Chases after market leader Jardiance

AZ

AstraZeneca has already revealed that the DAPA-HF trial of AstraZeneca’s diabetes therapy Farxiga in heart failure with reduced ejection fraction (HFrEF) was a win, but now we know by how much.

Lead investigator John McMurray of the University of Glasgow presented the results at the European Society of Cardiology (ESC) congress in Paris over the weekend to an enthusiastic audience.

He said that Farxiga (dapagliflozin) reduced the composite of cardiovascular (CV) death or worsening of heart failure by 26% (p<0.0001) – with the benefit seen in both diabetic and non-diabetic patients – when added to standard therapy.

The headline result was unveiled last month, but until now cardiologists were unable to gauge the scale of the improvement with the SGLT2 inhibitor, which seemed to have a positive impact across all 14 prespecified subgroups in the trial.
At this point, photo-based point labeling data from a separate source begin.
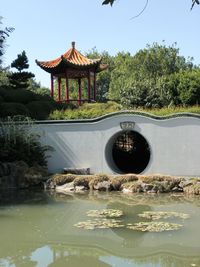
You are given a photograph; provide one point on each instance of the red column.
(95, 85)
(59, 89)
(79, 92)
(89, 86)
(52, 86)
(67, 87)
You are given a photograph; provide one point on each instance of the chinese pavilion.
(73, 65)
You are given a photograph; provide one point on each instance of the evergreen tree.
(21, 62)
(21, 78)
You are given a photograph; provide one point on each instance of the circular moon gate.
(130, 152)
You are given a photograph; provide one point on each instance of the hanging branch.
(147, 1)
(106, 2)
(194, 2)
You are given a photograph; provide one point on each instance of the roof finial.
(73, 44)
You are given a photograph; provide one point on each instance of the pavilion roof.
(72, 59)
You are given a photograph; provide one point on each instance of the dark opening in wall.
(130, 152)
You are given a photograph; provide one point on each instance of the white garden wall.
(174, 143)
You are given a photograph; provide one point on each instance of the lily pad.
(154, 226)
(156, 215)
(110, 213)
(99, 224)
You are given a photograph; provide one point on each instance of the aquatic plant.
(99, 224)
(154, 226)
(156, 215)
(105, 213)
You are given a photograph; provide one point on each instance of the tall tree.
(4, 34)
(148, 78)
(21, 78)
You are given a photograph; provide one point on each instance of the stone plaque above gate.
(127, 125)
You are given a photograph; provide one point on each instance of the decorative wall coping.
(125, 112)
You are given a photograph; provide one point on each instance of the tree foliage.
(4, 34)
(21, 78)
(150, 78)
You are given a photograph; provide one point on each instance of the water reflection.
(37, 229)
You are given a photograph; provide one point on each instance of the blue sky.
(45, 28)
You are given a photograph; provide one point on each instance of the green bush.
(17, 142)
(13, 109)
(86, 111)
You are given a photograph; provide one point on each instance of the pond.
(43, 229)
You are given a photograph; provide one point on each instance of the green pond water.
(38, 229)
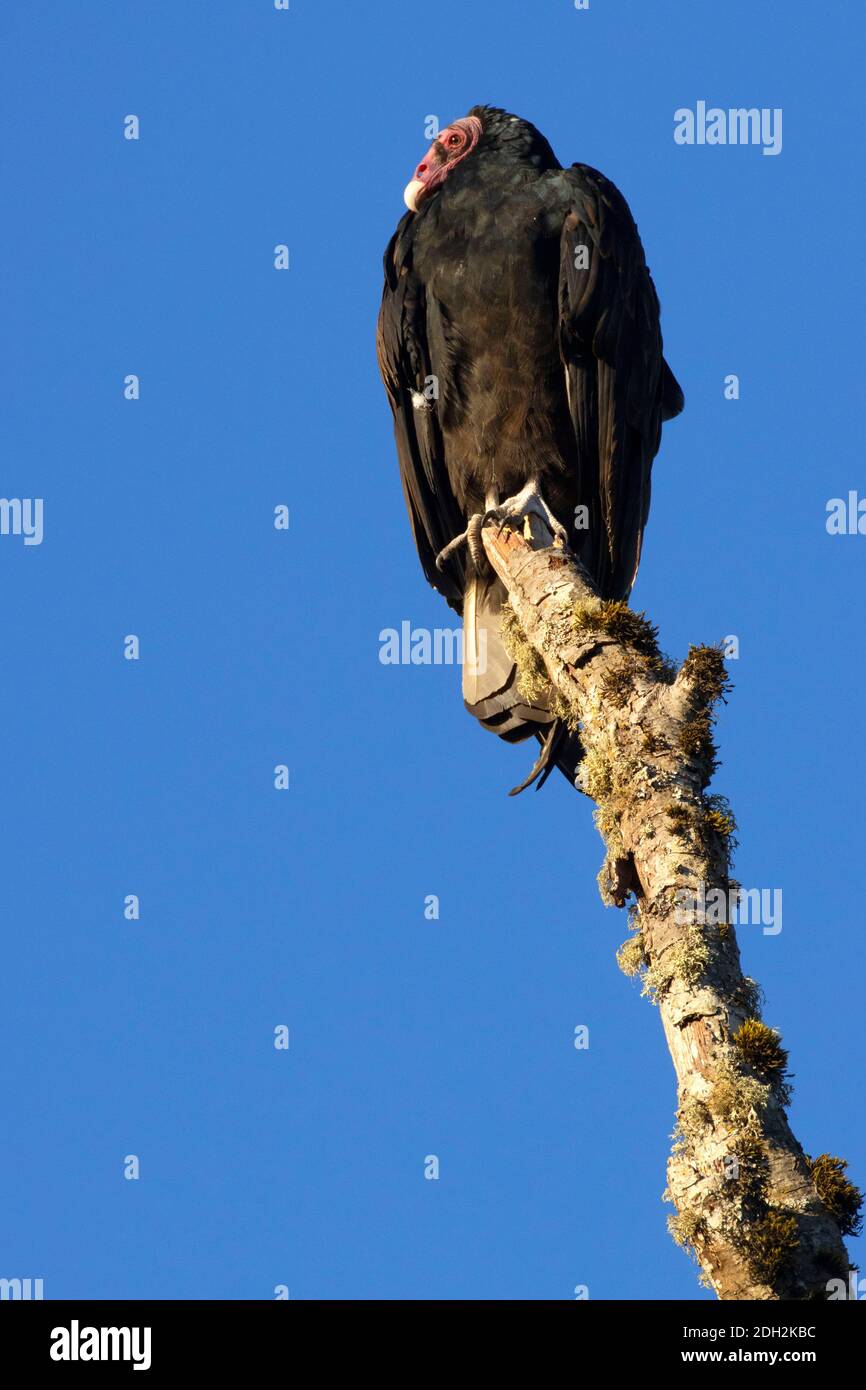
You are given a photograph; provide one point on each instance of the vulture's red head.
(485, 127)
(444, 154)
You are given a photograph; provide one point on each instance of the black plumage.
(519, 339)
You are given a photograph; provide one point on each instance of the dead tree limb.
(762, 1219)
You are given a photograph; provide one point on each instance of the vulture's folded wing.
(619, 385)
(403, 353)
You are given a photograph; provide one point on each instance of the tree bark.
(745, 1198)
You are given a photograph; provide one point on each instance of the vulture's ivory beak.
(412, 193)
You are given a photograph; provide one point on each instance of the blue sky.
(156, 777)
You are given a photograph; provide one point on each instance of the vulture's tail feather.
(491, 690)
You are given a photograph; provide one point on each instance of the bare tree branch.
(745, 1196)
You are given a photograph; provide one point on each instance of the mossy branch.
(762, 1219)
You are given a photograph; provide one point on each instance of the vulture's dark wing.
(403, 355)
(620, 388)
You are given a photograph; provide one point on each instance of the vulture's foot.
(528, 502)
(470, 538)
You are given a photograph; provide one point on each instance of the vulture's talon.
(470, 538)
(515, 512)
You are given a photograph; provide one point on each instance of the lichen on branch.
(761, 1218)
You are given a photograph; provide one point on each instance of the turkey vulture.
(520, 348)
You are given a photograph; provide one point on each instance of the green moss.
(597, 774)
(761, 1048)
(736, 1097)
(533, 679)
(838, 1194)
(617, 684)
(685, 961)
(630, 955)
(754, 1165)
(687, 1229)
(692, 1122)
(769, 1246)
(719, 819)
(620, 623)
(705, 669)
(681, 818)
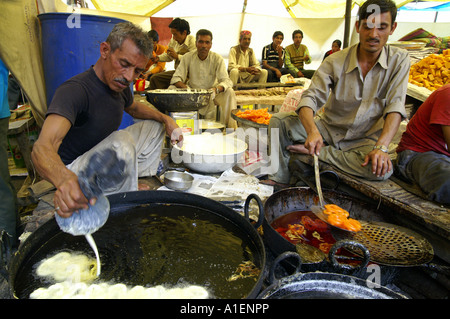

Farxiga also reduced the risk for all-cause death by 17%.

Farxiga is the first drug in the class to complete a cardiovascular outcomes trial in HFrEF, and could open up an entirely new treatment category for these patients – and a whole new revenue stream for AZ as it chases after SGLT2 market leader Jardiance (empagliflozin) from Eli Lilly and Boehringer Ingelheim.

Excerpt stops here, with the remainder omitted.